A soltura de quelônios realizada pelo Projeto Pé-de-Pincha mobilizou comunidades e instituições nos municípios de Terra Santa e Oriximiná, no oeste do Pará, reforçando ações de conservação ambiental na região. Ao todo, 55.899 filhotes foram devolvidos à natureza, incluindo tracajás, iaçás, tartarugas e irapucas.

Com mais de 27 anos de atuação, o projeto se consolidou como uma das principais iniciativas voltadas à preservação de quelônios na Amazônia. A soltura marca a etapa final de um ciclo que envolveu monitoramento e manejo em 31 comunidades, resultado da parceria entre moradores, instituições de pesquisa e organizações públicas e privadas.

Entre os parceiros estão a Mineração Rio do Norte (MRN), a Universidade Federal do Amazonas (UFAM), a Universidade Federal do Oeste do Pará (UFOPA), o Instituto Brasileiro do Meio Ambiente e dos Recursos Naturais Renováveis (Ibama) e a Prefeitura de Terra Santa, por meio da Secretaria Municipal de Meio Ambiente e Mineração.

De acordo com a coordenação do projeto, os resultados têm impacto direto na biodiversidade local. A iniciativa contribui para o aumento da fauna aquática e para o equilíbrio ambiental, além de favorecer o retorno de espécies aos locais de origem para reprodução.

O envolvimento das comunidades é apontado como um dos principais pilares do projeto. Moradores participam ativamente das ações e destacam o sentimento de responsabilidade com a preservação ambiental e a continuidade das espécies.
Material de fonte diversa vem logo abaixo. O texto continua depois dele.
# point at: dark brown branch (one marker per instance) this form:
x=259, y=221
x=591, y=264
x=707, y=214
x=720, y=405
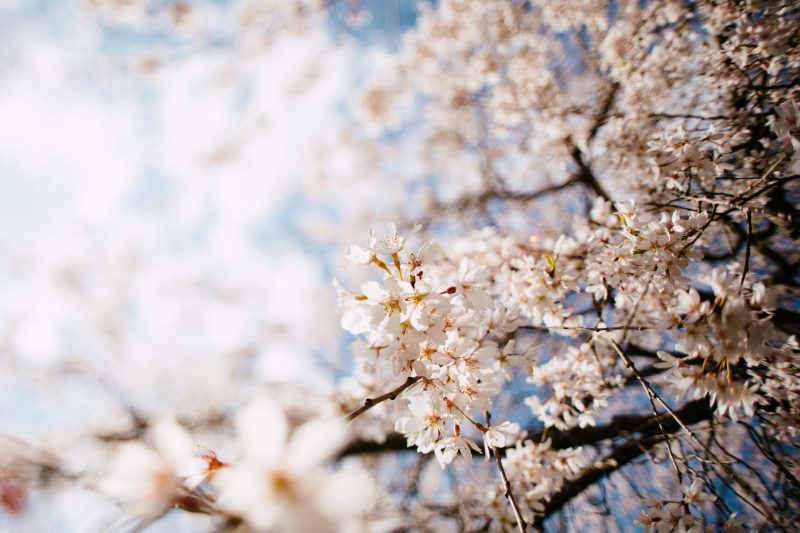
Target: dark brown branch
x=691, y=413
x=369, y=403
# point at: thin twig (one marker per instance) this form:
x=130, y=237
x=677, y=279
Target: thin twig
x=747, y=248
x=521, y=524
x=369, y=403
x=656, y=414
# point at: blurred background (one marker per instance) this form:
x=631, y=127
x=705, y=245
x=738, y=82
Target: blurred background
x=175, y=195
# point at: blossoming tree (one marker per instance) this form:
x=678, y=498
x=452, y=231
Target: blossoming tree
x=582, y=315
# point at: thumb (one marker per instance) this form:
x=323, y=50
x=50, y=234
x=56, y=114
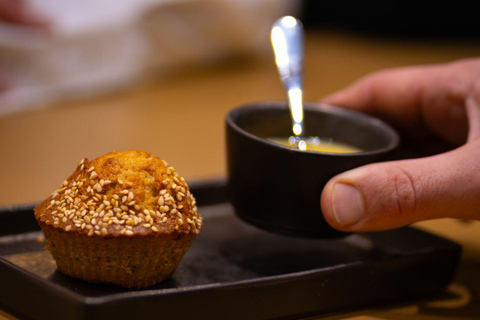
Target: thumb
x=387, y=195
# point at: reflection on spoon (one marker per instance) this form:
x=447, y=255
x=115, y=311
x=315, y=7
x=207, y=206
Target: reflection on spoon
x=287, y=41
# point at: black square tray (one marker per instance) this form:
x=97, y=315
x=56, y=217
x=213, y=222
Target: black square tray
x=232, y=271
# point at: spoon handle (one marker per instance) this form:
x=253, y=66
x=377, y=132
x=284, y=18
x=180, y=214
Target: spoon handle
x=287, y=41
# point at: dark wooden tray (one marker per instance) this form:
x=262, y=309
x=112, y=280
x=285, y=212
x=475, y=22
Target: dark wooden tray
x=232, y=271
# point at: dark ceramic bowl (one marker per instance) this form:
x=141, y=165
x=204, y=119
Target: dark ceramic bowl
x=278, y=188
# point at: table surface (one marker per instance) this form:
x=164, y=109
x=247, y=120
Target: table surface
x=179, y=117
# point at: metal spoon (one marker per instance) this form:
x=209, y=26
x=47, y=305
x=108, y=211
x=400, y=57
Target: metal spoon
x=287, y=41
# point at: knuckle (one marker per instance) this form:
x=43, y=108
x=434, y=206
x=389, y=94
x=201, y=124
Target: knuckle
x=403, y=193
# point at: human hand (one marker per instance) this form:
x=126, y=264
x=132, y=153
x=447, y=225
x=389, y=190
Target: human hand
x=17, y=11
x=443, y=100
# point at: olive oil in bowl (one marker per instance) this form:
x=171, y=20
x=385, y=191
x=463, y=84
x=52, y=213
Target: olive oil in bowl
x=316, y=144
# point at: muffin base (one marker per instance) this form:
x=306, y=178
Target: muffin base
x=137, y=261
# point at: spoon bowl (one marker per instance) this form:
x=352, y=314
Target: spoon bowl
x=277, y=188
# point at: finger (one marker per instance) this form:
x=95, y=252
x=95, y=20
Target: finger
x=429, y=97
x=392, y=194
x=473, y=110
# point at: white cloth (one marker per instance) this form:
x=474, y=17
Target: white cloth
x=99, y=45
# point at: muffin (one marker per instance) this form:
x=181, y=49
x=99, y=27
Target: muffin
x=125, y=218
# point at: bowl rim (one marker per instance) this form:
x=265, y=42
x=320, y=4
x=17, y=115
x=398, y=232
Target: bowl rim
x=393, y=136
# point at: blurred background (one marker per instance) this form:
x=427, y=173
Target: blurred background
x=79, y=79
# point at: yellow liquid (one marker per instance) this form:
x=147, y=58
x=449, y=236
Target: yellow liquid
x=319, y=145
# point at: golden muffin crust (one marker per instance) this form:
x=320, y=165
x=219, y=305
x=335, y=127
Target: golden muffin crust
x=122, y=193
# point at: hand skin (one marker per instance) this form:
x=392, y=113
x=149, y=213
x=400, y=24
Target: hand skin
x=443, y=100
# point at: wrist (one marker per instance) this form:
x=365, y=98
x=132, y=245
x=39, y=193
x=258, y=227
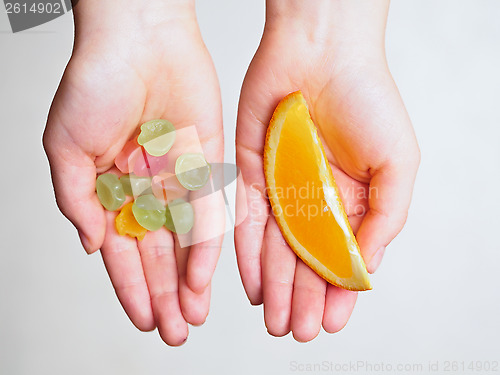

A integração entre conhecimento acadêmico e saber tradicional também é um diferencial da iniciativa. Estudantes e pesquisadores atuam em conjunto com os comunitários, promovendo troca de experiências e fortalecendo as estratégias de conservação.

Além do impacto ambiental, o projeto também apresenta relevância social, ao incentivar a organização comunitária e ampliar a conscientização sobre a importância da proteção da fauna silvestre.

Para participantes e voluntários, cada soltura representa um investimento no futuro da região, garantindo que novas gerações possam conviver com a biodiversidade amazônica e usufruir de seus benefícios.